Individuata nel cervello la centralina d'allarme che accende la paura: i suoi circuiti sono attivati da una molecola chiamata Cgrp e operano integrando segnali sensoriali differenti, come immagini, sapori, suoni e odori interpretati come minacciosi.

Lo dimostrano gli esperimenti su modelli animali condotti al Salk Institute, negli Stati Uniti. I risultati dello studio, pubblicati sulla rivista Cell Reports, potrebbero aprire la strada a nuove terapie per trattare i disturbi legati alla paura come nel caso della sindrome post-traumatica da stress, oppure i disturbi dovuti a ipersensibilità come autismo, emicrania e fibromialgia.

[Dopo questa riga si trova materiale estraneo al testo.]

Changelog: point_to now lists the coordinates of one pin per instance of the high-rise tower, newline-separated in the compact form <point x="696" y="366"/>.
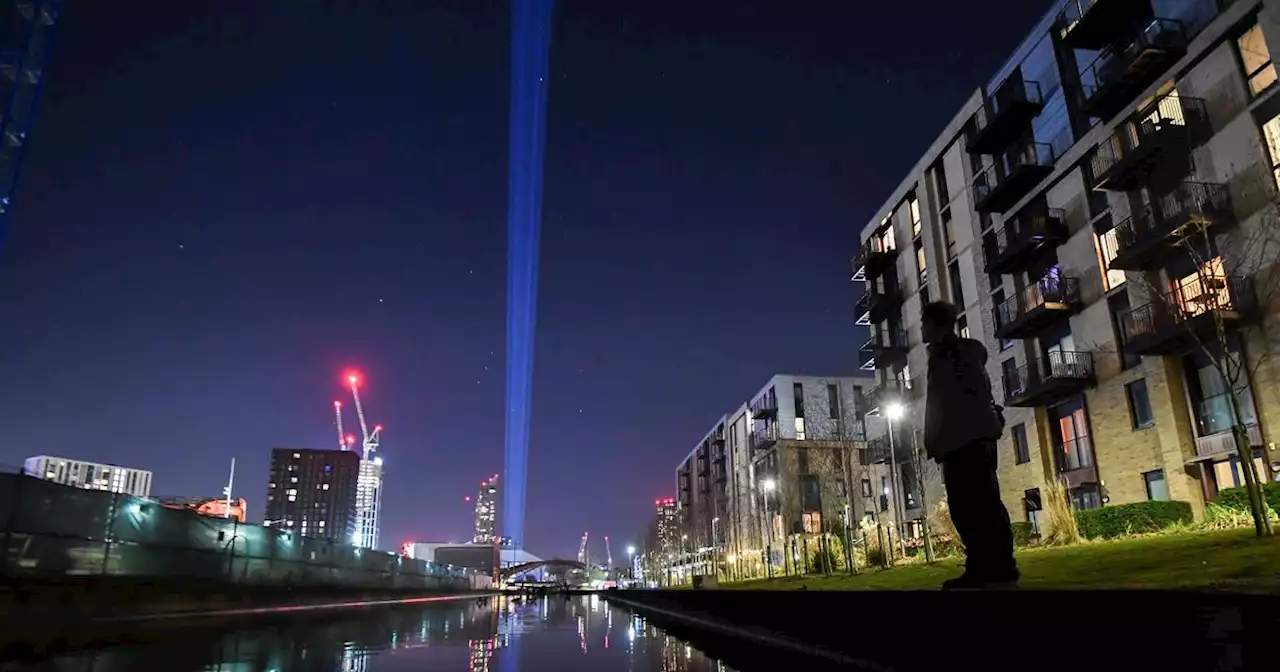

La maggior parte delle minacce del mondo esterno possono essere percepite in maniera multisensoriale: in caso di incendio, per esempio, si vedono le fiamme, si sente il calore e l'odore di bruciato.

Studi precedenti avevano dimostrato che questi segnali giungono in diverse aree del cervello mediante percorsi differenti e indipendenti fra loro: un unico circuito capace di integrarli sarebbe stato sicuramente utile alla sopravvivenza, ma finora nessuno lo aveva trovato.

I ricercatori del Salk Institute ci sono riusciti misurando nei topi l'attività di singoli neuroni che si trovano in regioni del talamo e del tronco encefalico dove abbonda una molecola legata all'avversione, il cosiddetto peptide correlato al gene della calcitonina (Cgrp). Usando proteine fluorescenti, hanno ricostruito i percorsi che portano gli stimoli sensoriali negativi fino all'amigdala: sono due circuiti distinti, entrambi necessari per formare ricordi che tengano lontani dai pericoli.

"Anche negli esseri umani le stesse regioni del cervello esprimono abbondanti quantità di Cgrp", afferma il coordinatore dello studio Sung Han. "Ciò suggerisce che i circuiti potrebbero essere coinvolti in disturbi psichiatrici legati alla percezione delle minacce". I ricercatori intendono verificare se questi percorsi neuronali abbiano un ruolo nelle malattie che implicano anomalie nell'elaborazione di stimoli multisensoriali, come nel caso dell'emicrania, della sindrome post-traumatica da stress e nei disturbi dello spettro autistico.